From e7cd8d4d68827d5a0a5427fc21795da62101bfbe Mon Sep 17 00:00:00 2001
From: alpha nerd <alpha-nerd@nomyo.ai>
Date: Tue, 7 Apr 2026 15:30:52 +0200
Subject: [PATCH] fix: usage locks now release before the subscriber queue
 awaits

---
 requirements.txt |  2 +-
 router.py        | 32 +++++++++++++++++++-------------
 2 files changed, 20 insertions(+), 14 deletions(-)

diff --git a/requirements.txt b/requirements.txt
index 222dfc8..2db1ba4 100644
--- a/requirements.txt
+++ b/requirements.txt
@@ -1,5 +1,5 @@
 aiohappyeyeballs==2.6.1
-aiohttp==3.13.3
+aiohttp==3.13.4
 aiosignal==1.4.0
 annotated-types==0.7.0
 anyio==4.10.0
diff --git a/router.py b/router.py
index 94cf1c2..c87c5ca 100644
--- a/router.py
+++ b/router.py
@@ -590,7 +590,8 @@ async def token_worker() -> None:
             # Update in-memory counts for immediate reporting
             async with token_usage_lock:
                 token_usage_counts[endpoint][model] += (prompt + comp)

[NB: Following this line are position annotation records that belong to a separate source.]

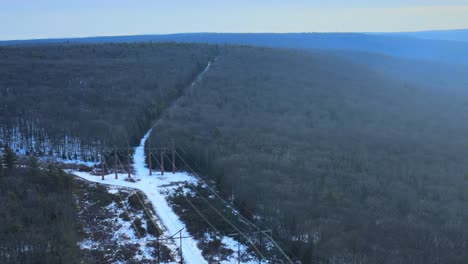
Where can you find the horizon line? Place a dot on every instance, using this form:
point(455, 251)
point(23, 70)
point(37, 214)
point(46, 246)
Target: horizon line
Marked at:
point(216, 32)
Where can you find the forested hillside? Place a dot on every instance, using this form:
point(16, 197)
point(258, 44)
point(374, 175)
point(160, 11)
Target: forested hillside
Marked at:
point(63, 98)
point(439, 49)
point(38, 215)
point(344, 163)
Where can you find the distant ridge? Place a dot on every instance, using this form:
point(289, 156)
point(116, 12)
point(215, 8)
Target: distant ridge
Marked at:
point(401, 45)
point(451, 35)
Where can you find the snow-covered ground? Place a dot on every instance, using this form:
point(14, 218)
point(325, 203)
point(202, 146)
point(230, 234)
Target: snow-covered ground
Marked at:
point(156, 188)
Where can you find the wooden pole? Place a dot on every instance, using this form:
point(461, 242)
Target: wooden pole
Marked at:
point(149, 156)
point(173, 157)
point(159, 251)
point(115, 163)
point(102, 167)
point(238, 252)
point(180, 247)
point(162, 161)
point(129, 169)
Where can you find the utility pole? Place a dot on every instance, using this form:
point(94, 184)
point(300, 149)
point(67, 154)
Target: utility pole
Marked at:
point(128, 161)
point(162, 161)
point(180, 247)
point(149, 156)
point(115, 163)
point(260, 255)
point(159, 250)
point(102, 167)
point(173, 157)
point(238, 252)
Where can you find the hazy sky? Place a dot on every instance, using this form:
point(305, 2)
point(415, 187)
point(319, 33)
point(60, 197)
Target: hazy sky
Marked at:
point(22, 19)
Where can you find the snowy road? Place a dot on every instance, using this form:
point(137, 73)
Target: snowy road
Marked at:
point(152, 187)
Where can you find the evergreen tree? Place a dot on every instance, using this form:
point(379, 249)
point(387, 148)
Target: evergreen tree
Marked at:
point(9, 158)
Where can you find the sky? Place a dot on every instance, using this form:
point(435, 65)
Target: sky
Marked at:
point(30, 19)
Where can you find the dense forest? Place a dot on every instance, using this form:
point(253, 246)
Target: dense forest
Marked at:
point(451, 48)
point(71, 98)
point(38, 214)
point(344, 163)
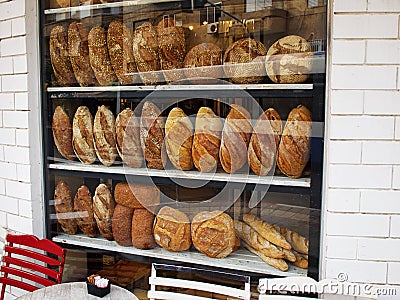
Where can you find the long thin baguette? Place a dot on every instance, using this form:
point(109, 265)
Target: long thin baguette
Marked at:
point(279, 263)
point(266, 230)
point(252, 238)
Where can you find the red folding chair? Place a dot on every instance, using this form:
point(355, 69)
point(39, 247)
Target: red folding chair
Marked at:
point(23, 261)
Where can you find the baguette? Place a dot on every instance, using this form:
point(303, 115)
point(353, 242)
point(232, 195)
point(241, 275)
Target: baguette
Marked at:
point(266, 230)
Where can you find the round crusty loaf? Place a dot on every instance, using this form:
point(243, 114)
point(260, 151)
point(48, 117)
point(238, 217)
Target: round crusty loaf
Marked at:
point(104, 136)
point(244, 61)
point(59, 57)
point(294, 148)
point(179, 139)
point(264, 142)
point(213, 234)
point(119, 42)
point(128, 138)
point(64, 207)
point(103, 207)
point(78, 50)
point(82, 135)
point(172, 230)
point(204, 60)
point(62, 133)
point(289, 60)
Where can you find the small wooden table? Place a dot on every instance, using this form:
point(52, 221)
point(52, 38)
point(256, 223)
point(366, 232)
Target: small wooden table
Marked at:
point(76, 291)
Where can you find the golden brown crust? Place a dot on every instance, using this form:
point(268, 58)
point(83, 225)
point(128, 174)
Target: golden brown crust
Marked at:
point(103, 207)
point(213, 234)
point(206, 140)
point(64, 207)
point(119, 42)
point(146, 53)
point(244, 61)
point(172, 229)
point(122, 225)
point(104, 136)
point(128, 138)
point(99, 58)
point(142, 227)
point(82, 135)
point(62, 133)
point(179, 139)
point(59, 57)
point(83, 206)
point(78, 50)
point(235, 139)
point(152, 136)
point(294, 148)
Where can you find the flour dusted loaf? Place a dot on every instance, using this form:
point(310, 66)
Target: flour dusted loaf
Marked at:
point(99, 57)
point(103, 208)
point(78, 50)
point(294, 148)
point(119, 42)
point(82, 135)
point(179, 139)
point(152, 136)
point(206, 140)
point(60, 58)
point(128, 138)
point(213, 233)
point(62, 133)
point(235, 139)
point(244, 61)
point(146, 53)
point(172, 229)
point(64, 207)
point(83, 206)
point(264, 142)
point(289, 60)
point(104, 136)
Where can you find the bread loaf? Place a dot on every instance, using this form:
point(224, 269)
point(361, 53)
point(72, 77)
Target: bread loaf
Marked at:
point(119, 42)
point(179, 139)
point(59, 57)
point(64, 207)
point(264, 142)
point(294, 148)
point(104, 136)
point(99, 57)
point(82, 135)
point(213, 233)
point(78, 50)
point(204, 60)
point(266, 230)
point(142, 228)
point(122, 225)
point(128, 138)
point(289, 60)
point(137, 196)
point(152, 136)
point(83, 206)
point(146, 53)
point(171, 43)
point(103, 207)
point(244, 61)
point(235, 139)
point(172, 230)
point(206, 140)
point(62, 133)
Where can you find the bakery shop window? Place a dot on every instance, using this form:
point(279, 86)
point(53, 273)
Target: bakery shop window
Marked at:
point(185, 132)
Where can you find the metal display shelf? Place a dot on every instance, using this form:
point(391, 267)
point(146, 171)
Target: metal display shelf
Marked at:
point(191, 175)
point(241, 260)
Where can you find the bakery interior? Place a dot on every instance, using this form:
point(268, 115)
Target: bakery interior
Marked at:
point(111, 203)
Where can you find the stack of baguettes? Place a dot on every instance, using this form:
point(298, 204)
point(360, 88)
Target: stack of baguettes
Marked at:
point(274, 244)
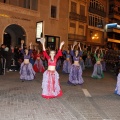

-                await publish_snapshot()
+                snapshot = _capture_snapshot()
+            await _distribute_snapshot(snapshot)
     except asyncio.CancelledError:
         # Gracefully handle task cancellation during shutdown
         print("[token_worker] Task cancelled, processing remaining queue items...")
@@ -617,7 +618,8 @@ async def token_worker() -> None:
                     })
                 async with token_usage_lock:
                     token_usage_counts[endpoint][model] += (prompt + comp)
-                    await publish_snapshot()
+                    snapshot = _capture_snapshot()
+                await _distribute_snapshot(snapshot)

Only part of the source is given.